Benjamin Gautsch (BA, 2016)

In my undergrad, I graduated with a triple major in History, Religious Studies, and Latin (Classical Civilization). Classics was a big part of my undergrad and continues to help me in my graduate studies in Library and Information Science. Classics taught me how to read more closely and more critically which greatly improved the type of analytical and critical thinking skills that graduate programs and jobs require. Latin formed a lot of positive study habits for me as well as making me much more detail oriented and continues to be valuable to my graduate studies. As my focus has shifted into copyright law and policy in libraries and higher education, understanding the Latin used in law and case law has been beneficial. When I’m done with my graduate program, I plan on working in instructional design and educational technology in higher education and academic libraries.

 

Alison Longley (BA 2007; MA 2014)

I just began my sixth year teaching Latin at Niceville High School. I teach six classes, consisting of honors Latin I, II, III and AP Latin. I am also the sponsor of a chapter of the Junior Classical League. The students are very successful in Regional and State competitions. My degree in Classics has helped me in my career so much. I am able to teach the AP curriculum with ease because my professors at UWM thoroughly prepared me to teach the various authors required. “Gallia est omnis divisa in partes tres“is our class motto.  My UWM professors instilled in me a lifelong enthusiasm for the Classics, which I am now trying to instill in my own students.

 

Kayla Olson (BA 2017)

I am an alumna of the UWM Classics program. I graduated in the spring of 2017 with a double-major in Classical Civilization and Anthropology, a double-minor in Latin and French, and a Certificate in Ancient Mediterranean Studies. I then went on to earn an MA in Classical Archaeology at Florida State University. I am currently pursuing an MS in Library Sciences at the University of North Carolina-Chapel Hill, where I am training to work in academic libraries for the social sciences, humanities, and arts. As a research assistant for the Carolina Academic Library Associates (CALA) I work in the Sloane Art Library, adjacent to the Ackland Museum of Art.
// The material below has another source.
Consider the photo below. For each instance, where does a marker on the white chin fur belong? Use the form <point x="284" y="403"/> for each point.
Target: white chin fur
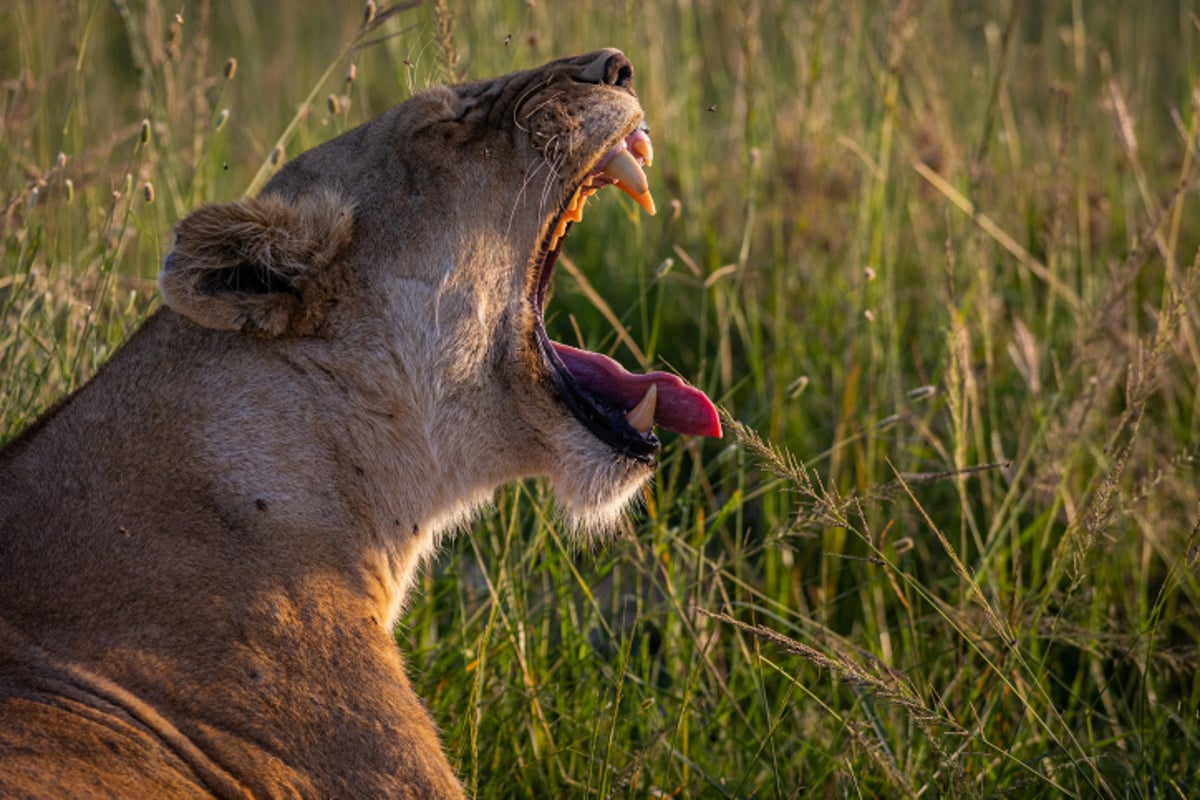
<point x="593" y="487"/>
I am still an active member of archaeological communities and look forward to serving them as a research and instruction librarian.

My studies in Classics were and continue to be integral to my understanding of the humanity. Training in ancient languages (Latin and Greek) and the encouragement to study modern languages (French, German, and Italian) have allowed me to read untranslated works across social and scientific communities. My engagement with historical texts has thus been tantamount to my reading comprehension and, more importantly, my critical thinking skills. Criticism of the past allows us to modify our standards for the present, and the Graeco-Roman world continues to dominate American and European literature, media, and philosophical thinking, and it certainly will not be going anywhere anytime soon.